Because disengagement felt wrong.
Friday Evening to Monday Morning
There was a period when his wife was in the UK for six or seven months.
He stayed in India with his father.
And every Friday evening, he would go into his room. Watch television. Watch movies. Listen to music. Be alone with his thoughts.
And he wouldn't come out until Monday morning.
His father would call to him. "Come out. Come out. How are you doing?"
He was fine. Comfortable, actually. Just... present with himself.
This detail matters because it shows what most people spend their lives avoiding: the ability to be alone without discomfort.
The silence didn't need filling. Productivity didn't need proving. Just existence. Quiet. Restful.
That ability—to sit with yourself for an entire weekend and feel no unease—is the sign of a life that has nothing unresolved pressing against it.
What Remains
When you speak to him long enough, something becomes clear.

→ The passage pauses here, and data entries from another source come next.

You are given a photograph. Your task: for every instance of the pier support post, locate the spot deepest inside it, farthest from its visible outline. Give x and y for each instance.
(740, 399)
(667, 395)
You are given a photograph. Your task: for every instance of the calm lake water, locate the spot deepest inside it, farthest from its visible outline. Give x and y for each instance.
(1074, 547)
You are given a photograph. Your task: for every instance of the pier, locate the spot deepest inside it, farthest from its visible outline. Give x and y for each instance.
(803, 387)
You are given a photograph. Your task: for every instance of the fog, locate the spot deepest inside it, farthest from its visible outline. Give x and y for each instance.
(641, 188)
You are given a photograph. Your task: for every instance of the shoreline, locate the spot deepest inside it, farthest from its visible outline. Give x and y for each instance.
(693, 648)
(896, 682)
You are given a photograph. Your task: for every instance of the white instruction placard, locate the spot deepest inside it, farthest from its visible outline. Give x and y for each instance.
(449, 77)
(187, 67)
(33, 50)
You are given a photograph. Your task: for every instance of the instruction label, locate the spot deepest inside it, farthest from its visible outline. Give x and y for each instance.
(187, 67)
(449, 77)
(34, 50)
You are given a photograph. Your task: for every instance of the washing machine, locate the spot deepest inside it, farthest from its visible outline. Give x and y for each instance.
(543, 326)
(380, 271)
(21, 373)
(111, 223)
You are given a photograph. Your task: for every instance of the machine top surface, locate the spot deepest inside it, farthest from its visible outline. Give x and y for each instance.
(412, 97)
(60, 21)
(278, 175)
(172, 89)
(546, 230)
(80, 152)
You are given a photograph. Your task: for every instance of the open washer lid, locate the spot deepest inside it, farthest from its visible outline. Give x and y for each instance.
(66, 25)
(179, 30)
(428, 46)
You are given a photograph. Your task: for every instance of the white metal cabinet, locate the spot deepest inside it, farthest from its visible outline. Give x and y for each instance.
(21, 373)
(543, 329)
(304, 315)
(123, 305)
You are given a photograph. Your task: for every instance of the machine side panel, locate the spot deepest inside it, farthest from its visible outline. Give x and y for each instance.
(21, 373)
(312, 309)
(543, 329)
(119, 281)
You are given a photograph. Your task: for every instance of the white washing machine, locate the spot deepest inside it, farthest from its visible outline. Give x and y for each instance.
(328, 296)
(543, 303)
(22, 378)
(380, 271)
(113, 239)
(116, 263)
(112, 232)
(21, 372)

There is no unfinished urgency in him.
He did his work fully. He tried not to hurt people while doing it. And when he was wrong, he carried the weight himself.
That combination quiets the mind over time.
He doesn't describe peace as happiness. He describes it as absence.
The absence of regret. The absence of unresolved conflict. The absence of people you need to avoid because you wronged them.
Nothing essential is left hanging.
That's why he can live an ordinary life now without discomfort. Television, music, routine, comfort—none of it feels like escape. It feels earned.
And that may be the most important thing this conversation offers.
Just a quiet reassurance.
That a life built carefully, patiently, without cutting corners or people, eventually gives you something no title ever can.
A mind that rests.
Work was done. People were respected. And that, in the end, was enough.
Author's note
Ulhas Dharmadhikari’s story shows what real credibility looks like: choosing to hold technical and ethical lines when shortcuts promised speed, accepting resistance and isolation rather than bending standards that would affect people he would never meet, and leading teams by absorbing blame while giving away credit so mistakes could surface without fear. Those choices required patience, delayed validation, and the willingness to be right slowly instead of convenient immediately. In doing so, he did not just complete projects or rebuild towns. He built environments where responsibility was shared, integrity was operational, and experience was passed forward. It is a reminder that credibility is not formed in titles or outcomes, but in the quiet decisions that determine how work touches human lives long after the builder steps away.